Con Quilcué, la campaña de Cepeda reafirma la identidad de izquierda de su candidatura y asume como estrategia resaltar lo que ven como la superioridad moral de su fórmula frente a la derecha. Sobre todo respecto a Paloma Valencia, la nueva contendiente luego de su triunfo en las consultas presidenciales. Como Valencia, Quilcué es del Cauca. Pero no pueden ser más distintas. Una de Popayán, la otra de Páez; una educada en la Universidad de Los Andes, la otra sin educación formal universitaria; una nieta de expresidente, la otra vinculada al Consejo Regional Indígena del Cauca (Cric).

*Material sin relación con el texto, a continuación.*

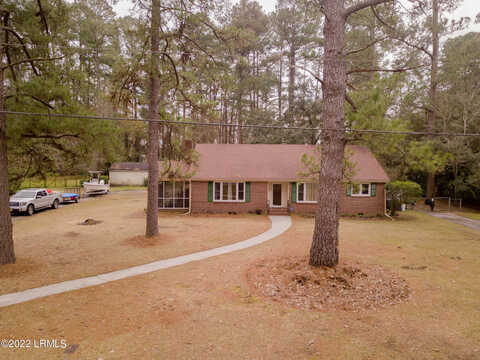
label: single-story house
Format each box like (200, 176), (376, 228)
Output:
(110, 144), (390, 215)
(109, 162), (148, 186)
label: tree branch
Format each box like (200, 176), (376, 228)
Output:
(0, 56), (65, 70)
(343, 0), (393, 19)
(5, 28), (40, 76)
(295, 65), (358, 111)
(347, 65), (428, 75)
(345, 36), (388, 56)
(35, 0), (50, 35)
(22, 133), (80, 140)
(5, 93), (55, 110)
(371, 6), (433, 59)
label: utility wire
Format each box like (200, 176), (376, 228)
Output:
(0, 111), (480, 137)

El liderazgo de Quilcué y su historia personal son claves para reforzar el dilema que Cepeda quiere explotar frente al uribismo. Ella, como él, es víctima de crímenes de Estado. En los términos de la izquierda, representan a “los de abajo” contra la “oligarquía” y la “profundización de la democracia” contra la “extrema derecha”. 
La fórmula de Cepeda muestra que, por ahora, no está buscando moverse hacia el centro ni tejiendo alianzas con la clase política, sino explotando la contradicción con el uribismo. 
 Igualmente creo que Colombia tiene hoy día debates mucho más apremiantes sobre la desigualdad y la justicia social, la crisis de la salud, la seguridad y el orden público en las regiones, la democratización de la educación, la generación de empleo, el combate al narcotráfico, las políticas de industrialización, entre otros tantos, que son los que deben estar en el centro del debate público. 

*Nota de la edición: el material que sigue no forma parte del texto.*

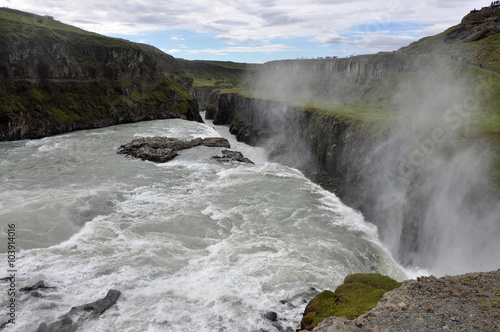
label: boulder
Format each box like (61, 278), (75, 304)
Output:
(117, 136), (230, 163)
(212, 150), (254, 164)
(37, 289), (121, 332)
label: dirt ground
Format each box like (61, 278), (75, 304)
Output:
(313, 269), (500, 332)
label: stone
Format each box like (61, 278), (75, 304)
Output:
(37, 289), (121, 332)
(212, 150), (254, 164)
(117, 136), (230, 163)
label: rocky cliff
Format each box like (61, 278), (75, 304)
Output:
(206, 8), (500, 274)
(0, 8), (202, 140)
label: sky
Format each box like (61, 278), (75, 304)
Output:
(0, 0), (491, 63)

Pues habría que sumar fuerzas provenientes de otras clases o estratos socioeconómicos, de vertientes liberales y conservadoras democráticas desencantadas de los partidos tradicionales, pero también de los indecisos, del voto en blanco (616.998 votos para Senado, 677.340 para Cámara), del voto nulo (573.572 para Senado, 628.363 para Cámara) y del voto no marcado (495.519 también para Senado, 358.203 para Cámara).

Finalmente, habría que decir que la figura de la fórmula vicepresidencial no es la única forma para ampliar el respaldo político al candidato o candidata presidencial.

Algunos aparte han sido tomados de la web.